Panewu Panggang Winarno mengatakan kasus penularan Covid-19 di SD Negeri Panggang 1 diketahui saat pelaksanaan pembelajaran tatap muka secara terbatas. Kasus ini bermula dari adanya salah seorang siswa yang tertular virus Corona dari teman sepermainan. Pada saat diketahui, siswa yang bersangkutan sudah masuk sekolah di SD Negeri Panggang 1, guna menjalani pembelajaran tatap muka secara terbatas.

BACA JUGA: Enam Regu Tim Gabungan Diterjunkan Mencari Selamiyo di Gunung Merapi

"Mulanya ada warga yang dinyatakan positif Corona dan menularkan ke anak. Si anak ini bermain dengan salah seorang siswa di SD Negeri 1 Panggang hingga terjadi penularan," kata Winarno kepada wartawan, Kamis (23/9/2021).

Seluruh siswa kelas V yang berjumlah 28 anak dan siswa kelas VI berjumlah 25 anak dites. Selain itu, dua guru yang mengajar di dua kelas ini juga ikut dites. Tes dilakukan karena kedua kelas memiliki jadwal masuk yang sama.

"Hasilnya sudah empat anak dinyatakan positif. Sedangkan untuk hasil tes anak kelas VI belum keluar karena sampel baru diambil Selasa [21/9/2021] kemarin," katanya.

Dia menjelaska, dengan temuan kasus ini maka pembelajaran tatap muka terbatas di SD Negeri Panggang 1 dihentikan. "Sudah dihentikan sejak ada temuan kasus," katanya.

BACA JUGA: Baru Dua Objek Wisata di Kulonprogo Kantongi Sertifikat CHSE

Kepala SD Negeri Panggang 1, Maryana saat dikonfirmasi kemarin tidak menampik adanya siswa yang tertular virus Corona pada saat pelaksanaan pembelajaran tatap muka di sekolah. "Kejadiannya Rabu [15/9/2021]," kata Maryana.

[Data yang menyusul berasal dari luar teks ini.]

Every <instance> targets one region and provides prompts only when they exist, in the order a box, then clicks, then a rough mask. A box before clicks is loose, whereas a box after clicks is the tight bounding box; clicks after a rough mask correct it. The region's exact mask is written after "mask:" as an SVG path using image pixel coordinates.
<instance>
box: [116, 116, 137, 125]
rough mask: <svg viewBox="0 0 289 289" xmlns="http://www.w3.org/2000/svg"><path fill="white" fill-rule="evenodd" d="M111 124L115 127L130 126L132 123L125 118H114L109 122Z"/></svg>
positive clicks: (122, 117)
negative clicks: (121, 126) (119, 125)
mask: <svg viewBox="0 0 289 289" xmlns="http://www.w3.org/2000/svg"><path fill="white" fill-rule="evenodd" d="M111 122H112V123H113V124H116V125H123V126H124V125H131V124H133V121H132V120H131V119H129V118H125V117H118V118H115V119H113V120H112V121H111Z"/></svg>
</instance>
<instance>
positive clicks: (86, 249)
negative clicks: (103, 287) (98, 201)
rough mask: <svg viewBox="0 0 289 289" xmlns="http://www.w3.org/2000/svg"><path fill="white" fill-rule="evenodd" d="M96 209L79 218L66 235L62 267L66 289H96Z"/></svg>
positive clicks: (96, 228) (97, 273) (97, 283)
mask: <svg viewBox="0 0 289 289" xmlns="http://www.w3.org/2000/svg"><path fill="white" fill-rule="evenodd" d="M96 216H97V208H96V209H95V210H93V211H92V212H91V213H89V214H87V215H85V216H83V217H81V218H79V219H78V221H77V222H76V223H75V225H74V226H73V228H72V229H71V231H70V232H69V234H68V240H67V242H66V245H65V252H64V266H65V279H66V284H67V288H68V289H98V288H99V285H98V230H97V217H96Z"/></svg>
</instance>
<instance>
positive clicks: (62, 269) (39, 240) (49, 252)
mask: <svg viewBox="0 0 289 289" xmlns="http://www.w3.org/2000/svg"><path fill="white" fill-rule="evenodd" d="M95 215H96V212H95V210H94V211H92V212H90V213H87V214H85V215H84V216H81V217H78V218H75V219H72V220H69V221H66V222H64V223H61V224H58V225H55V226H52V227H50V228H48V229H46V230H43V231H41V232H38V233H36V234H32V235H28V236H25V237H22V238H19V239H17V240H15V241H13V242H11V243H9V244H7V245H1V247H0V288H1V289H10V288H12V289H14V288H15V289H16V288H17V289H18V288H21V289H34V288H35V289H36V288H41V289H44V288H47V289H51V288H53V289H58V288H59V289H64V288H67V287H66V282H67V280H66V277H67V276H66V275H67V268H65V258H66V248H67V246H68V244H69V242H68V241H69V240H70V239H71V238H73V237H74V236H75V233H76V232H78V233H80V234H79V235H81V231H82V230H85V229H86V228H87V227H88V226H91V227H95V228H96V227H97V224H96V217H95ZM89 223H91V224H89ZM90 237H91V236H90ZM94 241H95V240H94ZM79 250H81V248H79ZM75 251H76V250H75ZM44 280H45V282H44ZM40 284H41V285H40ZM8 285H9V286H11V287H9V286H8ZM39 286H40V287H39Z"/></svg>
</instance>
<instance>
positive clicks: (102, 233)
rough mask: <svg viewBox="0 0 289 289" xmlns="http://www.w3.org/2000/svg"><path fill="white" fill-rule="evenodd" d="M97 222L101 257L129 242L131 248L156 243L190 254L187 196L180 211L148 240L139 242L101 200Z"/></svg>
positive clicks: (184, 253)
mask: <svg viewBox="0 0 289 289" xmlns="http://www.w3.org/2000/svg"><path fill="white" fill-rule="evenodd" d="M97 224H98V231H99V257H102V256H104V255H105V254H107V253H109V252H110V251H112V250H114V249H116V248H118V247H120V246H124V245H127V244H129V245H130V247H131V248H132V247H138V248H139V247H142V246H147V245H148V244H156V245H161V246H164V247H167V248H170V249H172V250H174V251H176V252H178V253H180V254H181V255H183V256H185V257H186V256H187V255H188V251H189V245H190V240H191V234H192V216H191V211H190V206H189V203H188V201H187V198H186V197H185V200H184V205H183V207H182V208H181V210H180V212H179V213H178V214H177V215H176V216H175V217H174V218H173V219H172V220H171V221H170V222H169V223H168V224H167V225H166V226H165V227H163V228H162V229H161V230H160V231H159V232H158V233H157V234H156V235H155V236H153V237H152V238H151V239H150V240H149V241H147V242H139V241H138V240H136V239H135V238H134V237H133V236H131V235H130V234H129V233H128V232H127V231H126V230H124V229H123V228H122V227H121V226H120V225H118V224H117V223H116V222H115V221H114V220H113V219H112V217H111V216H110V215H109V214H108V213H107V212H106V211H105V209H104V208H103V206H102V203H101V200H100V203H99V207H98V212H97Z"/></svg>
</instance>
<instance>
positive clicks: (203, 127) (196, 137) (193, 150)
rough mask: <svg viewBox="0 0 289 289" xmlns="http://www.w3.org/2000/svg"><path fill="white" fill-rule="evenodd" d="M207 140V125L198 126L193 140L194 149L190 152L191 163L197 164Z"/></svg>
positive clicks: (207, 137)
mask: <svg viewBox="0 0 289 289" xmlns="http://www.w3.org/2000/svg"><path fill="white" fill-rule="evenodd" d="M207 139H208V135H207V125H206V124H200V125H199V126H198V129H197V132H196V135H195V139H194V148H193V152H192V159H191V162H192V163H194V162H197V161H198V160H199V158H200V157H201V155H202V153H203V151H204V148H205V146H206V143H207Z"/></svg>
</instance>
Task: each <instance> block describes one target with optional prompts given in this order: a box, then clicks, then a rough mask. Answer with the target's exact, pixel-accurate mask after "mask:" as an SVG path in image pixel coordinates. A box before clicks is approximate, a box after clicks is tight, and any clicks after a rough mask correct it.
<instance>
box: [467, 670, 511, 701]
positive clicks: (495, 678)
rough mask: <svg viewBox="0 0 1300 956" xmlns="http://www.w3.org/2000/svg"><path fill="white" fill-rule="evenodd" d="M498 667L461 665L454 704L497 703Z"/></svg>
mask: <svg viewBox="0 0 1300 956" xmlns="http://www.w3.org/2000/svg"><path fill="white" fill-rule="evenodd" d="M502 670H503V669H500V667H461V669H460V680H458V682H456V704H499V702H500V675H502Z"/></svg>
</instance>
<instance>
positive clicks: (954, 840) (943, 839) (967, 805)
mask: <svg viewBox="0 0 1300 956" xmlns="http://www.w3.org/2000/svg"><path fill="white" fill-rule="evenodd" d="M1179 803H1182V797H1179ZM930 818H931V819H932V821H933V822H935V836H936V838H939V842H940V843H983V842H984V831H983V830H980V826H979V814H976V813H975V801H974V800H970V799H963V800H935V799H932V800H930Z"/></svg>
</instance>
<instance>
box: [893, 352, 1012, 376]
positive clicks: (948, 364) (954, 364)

Dia menjelaskan pembelajaran tatap muka dihentikan hingga batas waktu yang tidak ditentukan. Anak yang dinyatakan positif masih menjalani isolasi secara mandiri.

"Untuk kasus juga sudah kami laporkan ke dinas melalui koordinator wilayah di Kapanewon Panggang," katanya.